Sunday morning I know I have to call Mom. If I don’t, she’ll probably send the FBI to do a welfare check or some s**t. She’s always been like that. Suffocating concern disguised as love. Makes you feel guilty for needing space while she’s ‘just worried’ about you.
I make coffee first. Lots of coffee. Then dial before I can chicken out.
“Emma! Finally. I was starting to worry.”
“Hi, Mom. Sorry, been busy with work stuff.”
“How’s it going? The project, I mean.
I start to tell her, expecting the same as always, being cut off, the conversation dragged back to her. Same as always. Except… it isn’t. Instead of her usual routine, she actually listens. Asks about the hotel. About Miami. Even about me. Real questions.
“You sound different,” she says about halfway through. “Happier. More… confident?”
The observation catches me off guard. Do I sound different?
“Maybe. I guess I like it here.”
“Good. You work so hard.”
And then, softer: “I’m proud of you, Emma. Don’t forget that.”

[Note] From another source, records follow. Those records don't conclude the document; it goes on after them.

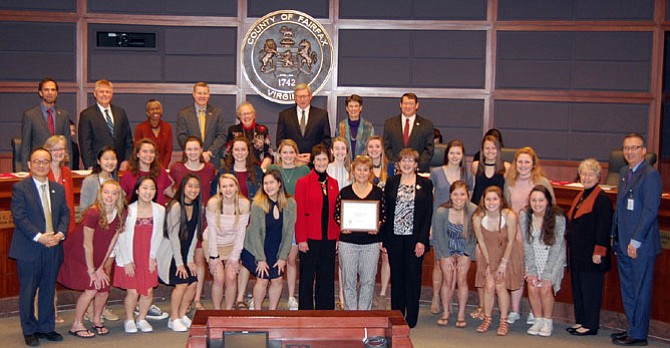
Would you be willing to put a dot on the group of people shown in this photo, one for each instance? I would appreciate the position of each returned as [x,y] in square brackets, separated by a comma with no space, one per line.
[227,206]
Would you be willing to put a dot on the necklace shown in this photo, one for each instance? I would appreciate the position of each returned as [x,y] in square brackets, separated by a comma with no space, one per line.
[287,177]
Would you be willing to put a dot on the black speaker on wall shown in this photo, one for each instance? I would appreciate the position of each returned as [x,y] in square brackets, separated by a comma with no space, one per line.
[122,39]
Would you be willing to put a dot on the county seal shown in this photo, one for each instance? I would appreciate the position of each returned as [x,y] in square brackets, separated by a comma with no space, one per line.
[283,49]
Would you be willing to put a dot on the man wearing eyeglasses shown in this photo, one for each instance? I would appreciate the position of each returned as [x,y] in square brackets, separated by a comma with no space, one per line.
[306,124]
[44,120]
[636,239]
[41,219]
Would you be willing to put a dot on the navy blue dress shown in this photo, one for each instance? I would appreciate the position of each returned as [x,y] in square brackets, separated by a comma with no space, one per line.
[273,236]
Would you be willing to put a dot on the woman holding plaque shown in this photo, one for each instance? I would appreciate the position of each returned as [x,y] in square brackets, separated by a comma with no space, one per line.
[316,232]
[409,202]
[359,251]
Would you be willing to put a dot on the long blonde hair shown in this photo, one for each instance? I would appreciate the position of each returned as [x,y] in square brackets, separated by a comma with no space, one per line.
[120,204]
[236,199]
[262,199]
[536,173]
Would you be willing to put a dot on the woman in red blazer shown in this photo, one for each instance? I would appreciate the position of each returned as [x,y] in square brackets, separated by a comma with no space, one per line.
[316,233]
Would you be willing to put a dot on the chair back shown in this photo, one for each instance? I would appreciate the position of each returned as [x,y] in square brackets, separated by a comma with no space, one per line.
[617,161]
[438,155]
[17,163]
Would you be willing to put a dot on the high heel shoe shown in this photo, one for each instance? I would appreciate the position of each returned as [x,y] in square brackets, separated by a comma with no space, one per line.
[484,326]
[503,329]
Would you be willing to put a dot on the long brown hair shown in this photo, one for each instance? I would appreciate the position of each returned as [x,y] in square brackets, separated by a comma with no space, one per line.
[134,162]
[548,228]
[250,163]
[466,208]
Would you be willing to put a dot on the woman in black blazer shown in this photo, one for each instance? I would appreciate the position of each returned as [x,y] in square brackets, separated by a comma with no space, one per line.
[590,222]
[409,202]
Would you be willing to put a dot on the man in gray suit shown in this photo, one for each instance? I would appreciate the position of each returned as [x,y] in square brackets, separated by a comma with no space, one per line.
[44,120]
[104,124]
[192,119]
[409,130]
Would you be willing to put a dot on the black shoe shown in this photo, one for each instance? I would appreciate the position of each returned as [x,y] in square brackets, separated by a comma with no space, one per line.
[619,335]
[52,336]
[31,340]
[584,333]
[627,341]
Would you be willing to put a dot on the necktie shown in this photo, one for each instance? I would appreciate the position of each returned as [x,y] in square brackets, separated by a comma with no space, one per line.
[108,120]
[47,210]
[405,132]
[50,121]
[203,120]
[302,123]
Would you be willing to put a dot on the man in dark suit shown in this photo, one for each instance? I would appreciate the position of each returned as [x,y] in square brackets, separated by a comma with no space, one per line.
[41,218]
[44,120]
[104,124]
[305,124]
[409,130]
[636,238]
[190,123]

My eyes sting. For once, they’re not sad tears. Relief maybe. Gratitude. I know it won’t last, but right now she’s proud of me, and I’ll take it. I have no idea what the f**k is wrong with her today, but I am not complaining.
After we hang up, I sit on the couch for a while just breathing. Simba comes over and puts his head in my lap like he knows I need comfort, even though these are good tears for once.

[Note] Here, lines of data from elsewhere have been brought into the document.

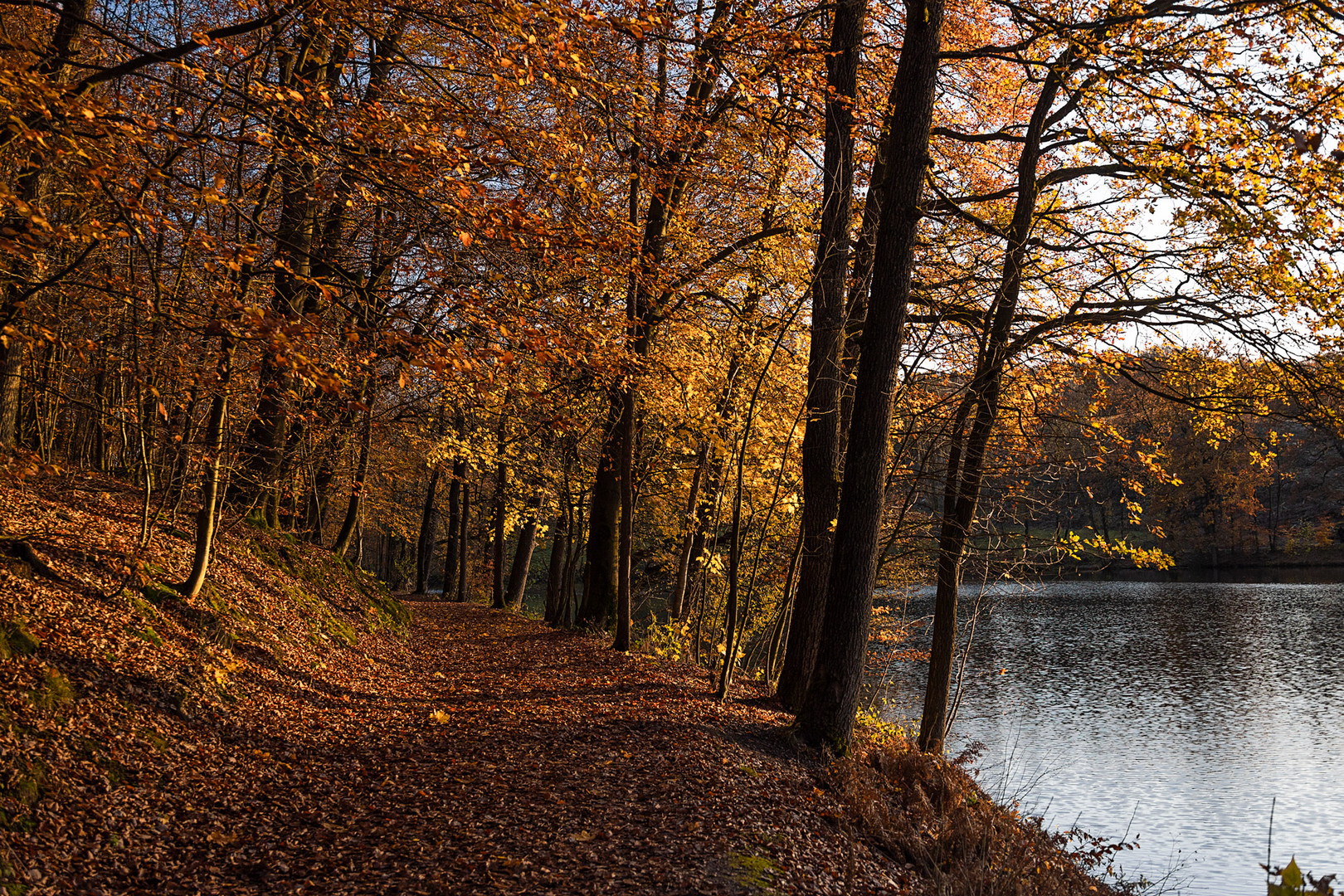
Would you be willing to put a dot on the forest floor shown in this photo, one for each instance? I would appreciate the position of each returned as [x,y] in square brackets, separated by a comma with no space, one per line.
[492,755]
[297,730]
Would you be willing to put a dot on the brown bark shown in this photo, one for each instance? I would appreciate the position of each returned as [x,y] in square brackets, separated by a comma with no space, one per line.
[821,433]
[825,716]
[965,460]
[522,564]
[452,547]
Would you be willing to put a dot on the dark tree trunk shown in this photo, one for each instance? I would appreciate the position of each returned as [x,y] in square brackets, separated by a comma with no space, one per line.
[964,473]
[522,564]
[455,525]
[464,543]
[425,544]
[821,433]
[499,535]
[210,481]
[555,592]
[825,715]
[357,489]
[683,568]
[601,577]
[318,501]
[622,592]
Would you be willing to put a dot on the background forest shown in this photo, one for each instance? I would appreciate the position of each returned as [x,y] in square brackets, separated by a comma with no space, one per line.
[449,286]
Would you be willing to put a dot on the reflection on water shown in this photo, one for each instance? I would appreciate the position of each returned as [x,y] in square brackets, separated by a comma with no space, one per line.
[1176,709]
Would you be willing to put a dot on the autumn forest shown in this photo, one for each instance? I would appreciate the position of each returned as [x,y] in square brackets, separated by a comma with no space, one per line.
[686,327]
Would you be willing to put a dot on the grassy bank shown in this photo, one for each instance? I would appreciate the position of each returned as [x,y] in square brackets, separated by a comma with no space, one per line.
[296,728]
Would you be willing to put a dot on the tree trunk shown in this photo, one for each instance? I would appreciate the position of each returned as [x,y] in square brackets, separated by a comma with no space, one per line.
[464,542]
[357,489]
[210,481]
[500,535]
[455,525]
[683,567]
[821,433]
[601,575]
[825,716]
[622,603]
[983,394]
[555,574]
[425,544]
[522,564]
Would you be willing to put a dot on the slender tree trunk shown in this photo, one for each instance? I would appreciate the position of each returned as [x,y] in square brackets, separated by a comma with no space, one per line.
[601,577]
[455,527]
[210,481]
[555,572]
[622,605]
[500,535]
[522,564]
[821,433]
[357,489]
[825,715]
[683,567]
[964,476]
[425,544]
[464,542]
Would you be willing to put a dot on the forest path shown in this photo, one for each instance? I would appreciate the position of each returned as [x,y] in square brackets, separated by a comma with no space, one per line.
[494,755]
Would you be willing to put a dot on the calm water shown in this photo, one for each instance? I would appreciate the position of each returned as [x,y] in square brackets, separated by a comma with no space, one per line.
[1175,709]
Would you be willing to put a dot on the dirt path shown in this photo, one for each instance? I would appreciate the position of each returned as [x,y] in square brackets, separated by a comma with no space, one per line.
[492,755]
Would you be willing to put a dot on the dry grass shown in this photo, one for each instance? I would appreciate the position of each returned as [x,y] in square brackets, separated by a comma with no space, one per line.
[929,813]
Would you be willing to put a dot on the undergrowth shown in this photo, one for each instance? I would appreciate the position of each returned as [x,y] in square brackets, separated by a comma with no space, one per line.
[928,811]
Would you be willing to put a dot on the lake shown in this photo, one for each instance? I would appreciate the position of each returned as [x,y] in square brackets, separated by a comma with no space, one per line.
[1174,709]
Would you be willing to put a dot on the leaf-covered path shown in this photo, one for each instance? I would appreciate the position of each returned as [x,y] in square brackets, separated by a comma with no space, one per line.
[492,755]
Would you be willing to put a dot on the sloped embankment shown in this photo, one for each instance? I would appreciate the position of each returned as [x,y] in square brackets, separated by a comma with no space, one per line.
[296,730]
[114,691]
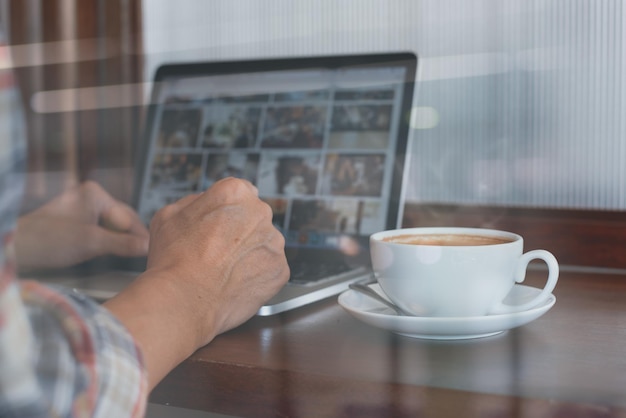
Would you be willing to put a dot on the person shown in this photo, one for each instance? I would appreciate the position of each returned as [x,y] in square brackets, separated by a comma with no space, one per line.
[213,259]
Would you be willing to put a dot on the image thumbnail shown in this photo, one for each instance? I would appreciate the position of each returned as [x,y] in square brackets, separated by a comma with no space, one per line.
[231,127]
[360,126]
[337,216]
[294,127]
[235,164]
[179,128]
[378,94]
[176,171]
[300,96]
[289,175]
[353,174]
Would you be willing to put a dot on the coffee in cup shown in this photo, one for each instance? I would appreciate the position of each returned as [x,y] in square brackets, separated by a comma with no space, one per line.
[455,272]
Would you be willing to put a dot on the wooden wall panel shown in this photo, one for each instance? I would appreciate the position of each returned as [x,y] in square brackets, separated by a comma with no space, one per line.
[68,45]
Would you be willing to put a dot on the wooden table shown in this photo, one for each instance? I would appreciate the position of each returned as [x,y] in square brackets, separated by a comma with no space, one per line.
[319,361]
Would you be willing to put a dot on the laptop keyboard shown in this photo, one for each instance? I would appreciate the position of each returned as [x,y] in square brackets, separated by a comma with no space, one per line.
[308,272]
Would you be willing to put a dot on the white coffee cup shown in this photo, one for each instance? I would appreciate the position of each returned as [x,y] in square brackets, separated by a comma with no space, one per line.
[441,279]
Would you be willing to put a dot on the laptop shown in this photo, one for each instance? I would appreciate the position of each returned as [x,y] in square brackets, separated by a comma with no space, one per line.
[324,139]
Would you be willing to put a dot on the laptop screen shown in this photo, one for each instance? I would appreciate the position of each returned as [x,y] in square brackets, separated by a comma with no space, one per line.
[323,139]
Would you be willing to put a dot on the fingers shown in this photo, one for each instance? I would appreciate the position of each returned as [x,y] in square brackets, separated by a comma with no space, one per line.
[110,212]
[121,244]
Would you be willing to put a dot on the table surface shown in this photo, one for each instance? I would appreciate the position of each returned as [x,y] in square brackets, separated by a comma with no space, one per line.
[321,361]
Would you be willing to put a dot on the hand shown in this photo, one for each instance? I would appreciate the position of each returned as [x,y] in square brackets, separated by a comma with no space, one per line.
[214,259]
[82,223]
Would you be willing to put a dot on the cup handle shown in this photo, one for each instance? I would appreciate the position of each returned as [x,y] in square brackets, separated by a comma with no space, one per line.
[520,274]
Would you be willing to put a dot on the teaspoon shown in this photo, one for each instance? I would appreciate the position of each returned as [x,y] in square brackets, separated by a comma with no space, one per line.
[366,290]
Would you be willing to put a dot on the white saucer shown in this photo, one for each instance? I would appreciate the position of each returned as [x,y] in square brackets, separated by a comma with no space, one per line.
[375,313]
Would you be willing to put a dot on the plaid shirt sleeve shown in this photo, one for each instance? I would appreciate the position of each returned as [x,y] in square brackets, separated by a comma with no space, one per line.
[61,354]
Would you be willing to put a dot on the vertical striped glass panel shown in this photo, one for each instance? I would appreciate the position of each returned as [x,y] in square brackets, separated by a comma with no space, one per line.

Late afternoon, my phone buzzes.
How’s the weekend going? Hope you’re resting? —M
I stare at the message, that familiar flutter starting in my chest.
What boss texts their employee on Sunday afternoon just to ask about their weekend? What boss cares whether you’re resting?
But I force myself to stay realistic. Professional concern. That’s all this is. He needs me functional for tomorrow’s meeting, so he’s checking in. Making sure his asset is properly maintained.
Even though my hands shake a little typing back.
Beach day with Simba. Actually managed to relax for once.
Good. You needed it.
Such a simple response, but there’s something about it that makes my stomach flip. Like he’s been paying attention. Like he noticed I was wound too tight.
What about you? Relaxing or working?
Some charity gala. Endless speeches, overpriced champagne. Smiling at people I don’t care about.
Sounds terrible.
It is. I’d trade all of this for a quiet walk on the beach.
My heart stutters. What does he mean… with me? No. I’m reading too much into it. I always do.
Still, this feels… different. More personal than work texts should be. Like we’re just two people having a conversation instead of boss and employee.
When’s the last time you did something just for fun?
Long pause. I’m starting to think he won’t answer when my phone buzzes again.
Honestly? I don’t remember.
Something about that admission makes my chest tight. All that success, all that power, and he can’t remember the last time he just… enjoyed something.
Maybe you should fake less galas and do more real fun.
Maybe. What about you? Besides terrorizing seagulls with Simba, what does Emma Miller do for fun in Miami?
The question stops me cold. What do I do for fun? Work, mostly. Worry about work. Stress about whether I’m f*****g everything up.
Still figuring that out. I’m not great at the “fun” thing either.
We’ll have to work on that.
We.
I read that word about fifty times, trying not to read too much into it. But there it is. We. Like there’s a future where we figure out fun together.
Before I can spiral too much, another text comes through.
They’re giving me looks for checking my phone during speeches. Enjoy the rest of your weekend, Emma.
Enjoy your champagne, Massimo.
Buona notte, dolcezza.
The word stuns me. Sweetness.
I stare at the screen, breath caught somewhere between my chest and my throat, my hands tremble; I know I’m gone. This is crossing a line. Bosses don’t say things like that. Men who see you as just an “asset” don’t say things like that.
And yet… I don’t delete it.
I can’t.
Because deep down, I know I’m in too deep to keep this professional, and I don’t want too.